Some of the facilities are popping up in cricket hotbeds, like Morrisville, NC, not far from Raleigh. The city’s public park cricket pitch grew organically out of the large local Asian community, with MLC providing funding to develop the infrastructure around the pitch.

And MLC is working with HKS on a feasibility study with George Mason University looking at a potential joint facility for baseball and cricket. Baseball and cricket seasons do not overlap, and neither do the shapes of the playing fields. The cricket playing surface is the largest in team sports, usually around 450 feet in diameter. Cricket and baseball action face the same direction, a north-south orientation, although a cricket field would require a 22-yard rectangular section called the outfield, where most of the bowling and batting action takes place, located immediately behind what on a baseball field, it would be second base, in shallow center field.

If the project gets the green light, the goal is to have George Mason Hall built by the summer of 2025. Regardless of the outcome, the effort is a testament to the creativity and flexibility the league and HKS are using in their quest to create a premier cricket ground.

“The typical response from an American is, ‘Cricket? Really?’ until you start widening your aperture and realize that this is the second most popular sport in the world behind soccer,” he said Paul Allvin, GMU Vice President and Chief Brand Officer. His university sees the project as an opportunity to better connect with current and potential students from the world of cricket, particularly from South Asia.

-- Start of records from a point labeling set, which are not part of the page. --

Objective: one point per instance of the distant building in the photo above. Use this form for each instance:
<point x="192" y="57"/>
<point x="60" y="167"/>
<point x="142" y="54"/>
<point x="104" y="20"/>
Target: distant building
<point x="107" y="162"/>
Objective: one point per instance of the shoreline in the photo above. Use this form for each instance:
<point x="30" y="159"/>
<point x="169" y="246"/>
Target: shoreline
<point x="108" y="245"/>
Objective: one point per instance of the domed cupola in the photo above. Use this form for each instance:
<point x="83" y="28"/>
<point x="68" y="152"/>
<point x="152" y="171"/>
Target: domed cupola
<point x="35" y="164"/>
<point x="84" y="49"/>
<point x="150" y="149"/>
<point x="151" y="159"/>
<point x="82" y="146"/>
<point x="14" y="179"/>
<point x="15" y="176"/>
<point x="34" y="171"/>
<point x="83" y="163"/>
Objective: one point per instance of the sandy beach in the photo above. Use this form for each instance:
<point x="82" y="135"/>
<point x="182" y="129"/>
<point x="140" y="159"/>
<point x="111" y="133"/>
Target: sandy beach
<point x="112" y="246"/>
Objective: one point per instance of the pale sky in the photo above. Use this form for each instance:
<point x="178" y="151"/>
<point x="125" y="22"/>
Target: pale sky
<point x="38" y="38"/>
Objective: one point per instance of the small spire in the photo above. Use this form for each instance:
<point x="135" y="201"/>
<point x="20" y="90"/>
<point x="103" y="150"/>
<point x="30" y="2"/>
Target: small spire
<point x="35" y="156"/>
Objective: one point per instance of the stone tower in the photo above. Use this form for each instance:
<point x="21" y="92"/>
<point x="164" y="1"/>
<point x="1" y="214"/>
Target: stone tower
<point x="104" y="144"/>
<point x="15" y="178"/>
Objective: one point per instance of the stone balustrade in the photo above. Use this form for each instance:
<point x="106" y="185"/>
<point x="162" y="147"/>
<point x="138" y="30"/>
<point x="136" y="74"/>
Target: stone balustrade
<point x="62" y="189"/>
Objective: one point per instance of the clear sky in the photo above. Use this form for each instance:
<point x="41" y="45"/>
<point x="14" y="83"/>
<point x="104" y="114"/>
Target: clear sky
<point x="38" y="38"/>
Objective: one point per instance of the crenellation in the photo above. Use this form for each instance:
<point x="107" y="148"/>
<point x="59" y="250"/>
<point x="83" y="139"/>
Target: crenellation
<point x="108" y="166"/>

Chavez both Whittemore and HKS built their reputations primarily through baseball (Earth’s field of life) and football (AT&T Stadium, SoFi Stadium) places. Cricket is a new challenge for the pair, with most of the action 200 feet from the spectators in the middle of the giant oval, as well as two large screens located at each end of the action that serve the same purpose as the batter’s eye in baseball, but eliminate potentially great seats for fans.

HKS has large offices in England and India and designers with whom it has collaborated Cox architecture on Optus Stadium, one of the largest in Australia. But the American venue the company is helping to create is unlikely to resemble the vast stadiums in Australia, England or India built for Test cricket. That’s partly because fan demand in the U.S. isn’t as strong — Grand Prairie’s capacity will be barely 8,000, though it can add seats of up to 15,000. It’s also because MLC plays T20 cricket, a condensed version of the sport that’s about 20 years old and has brought fans to the fore more than traditional Test cricket, where matches can last up to five days. T20 leagues around the world, including the hugely popular Indian Premier League, have tapped into US sports industry standards, such as introducing pyrotechnic starting lineups, and venues built in the US are almost certain to reflect a fan-centric approach.

“What is cricket in the USA?” – asked Chavez rhetorically. “Because here we have the opportunity to create something new.”